Collaborative Research: Data Mining Meets I/O Performance Evaluation: Advanced Statistical Tools for Analyzing Bursty Traffic

 
Christos Faloutsos Phone: (412)-268.1457
Department of Computer Science Fax : (412)-268.5576
Carnegie Mellon Univ. Email: christos@cs.cmu.edu
Pittsburgh, PA 15213 WWW page: http://www.cs.cmu.edu/~christos

Keywords

Data Mining, Time series, Bursty Traffic.

Project Award Information


Project Summary

The goal of this proposal is to develop and apply statistical tools to analyze bursty time sequences, with emphasis on I/O traffic. The approach has three parts: (a) advanced statistical tools using the ``ARFIMA'' method (b) wavelets and the related ``80-20 law'' and (c) incorporation of these models inside the so-called ``Active Disks'' The results will advance both data mining, as well as disk design: For I/O  and systems design, it will provide new tools to handle bursty traffic, and better buffering and prefetching; for data mining, it will develop new algorithms that model self-similar time sequences (like web and network traffic, in addition to I/O traffic).

This is a joint project with Prof. Anthony Brockwell (Stat./CMU) and Prof. Tara Madhyastha (CS/UCSC).
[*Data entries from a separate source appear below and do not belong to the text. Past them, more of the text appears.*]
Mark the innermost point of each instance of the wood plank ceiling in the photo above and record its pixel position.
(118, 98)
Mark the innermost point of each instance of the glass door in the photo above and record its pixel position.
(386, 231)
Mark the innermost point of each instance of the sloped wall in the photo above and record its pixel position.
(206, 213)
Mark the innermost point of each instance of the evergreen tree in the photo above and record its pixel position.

Goals, Objectives, and Targeted Activities

The goal is to model bursty time sequences, like disk and web traffic, where the traditional Poisson assumption does not hold. Once such a model is found, we will use it for (a) forecasting of upcoming traffic (and hence buffering and prefetching) (b) outlier detection (unexpected traffic patterns may indicate, eg., intrusion attempts) and (c) analysis (since the Poisson model is discredited, the M/G/1 and related models don't apply anymore).  The project is a cross-disciplinary one, merging expertize from statistics (ARIMA models, Fractional Gaussian noise, Hurst exponent), with database expertize (fast similarity search and indexing of time sequences) and with storage systems expertize.

Indication of Success

We have already developed the 'b'-model, which uses the 80-20 law, to generate realistic, bursty traffic [Wang01]. The model needs only one parameter, the 'bias' parameter 'b'; the traffic it generates induces the response times and queue length distributions that match the ones of real disk traffic very well. More over, we have developed the 'pqrs' model which is the first that captures the spatial and temporal locality of disk accesses, as well as the correlation between them. This paper received the 'best student paper' award in 'Performance Evaluation' 2002. Finally, we have developed the 'AWSOM' system which captures arbitrary periodicities in a stream of numerical data.

Project Impact

Project References

The following refereed publications mention the  NSF support, since Sept. 2001:
  1. [Wang01] Mengzhi Wang, Tara Madhyastha, Ngai Hang Chang, Spiros Papadimitriou and Christos Faloutsos, Data Mining Meets Performance Evaluation: Fast Algorithms for Modeling Bursty Traffic, ICDE 2002, San Jose, CA, 2/26/2002 - 3/1/2002.
Refereed citations since September 2002:
  1. Spiros Papadimitriou, Anthony Brockwell and Christos Faloutsos Adaptive, Hands-Off Stream Mining VLDB 2003, Berlin, Germany, Sept. 2003.
  2. Mengzhi Wang, Anastassia Ailamaki and  Christos Faloutsos, Capturing the spatio-temporal behavior of real traffic data Performance 2002 (IFIP Int. Symp. on Computer Performance Modeling, Measurement and Evaluation), Rome, Italy, Sept. 2002
  3. Deepay Chakrabarti and Christos Faloutsos F4: Large-Scale Automated Forecasting using Fractals CIKM 2002, Washington DC, Nov. 2002.

Area Background

The project requires familiarity with time series analysis (ARIMA), as well as with concepts from self-similar/chaotic time sequences (Hurst exponent, variance plot).
 

Area References:

GPRA performance criteria

Discoveries at and across the frontiers of science and engineering: The project straddles many areas: databases (time series similarity search and indexing), storage systems (disk modeling, buffering and prefetching) and statistics (ARIMA, fractional Gaussian noise, Kalman filtering). Its main goal is to use or adapt the best tools from statistics, to make them scalable for huge disk traces, and to also push the envelope in statistics by providing real datasets, where the traditional assumptions of Gaussian noise and i.i.d. do not hold any more.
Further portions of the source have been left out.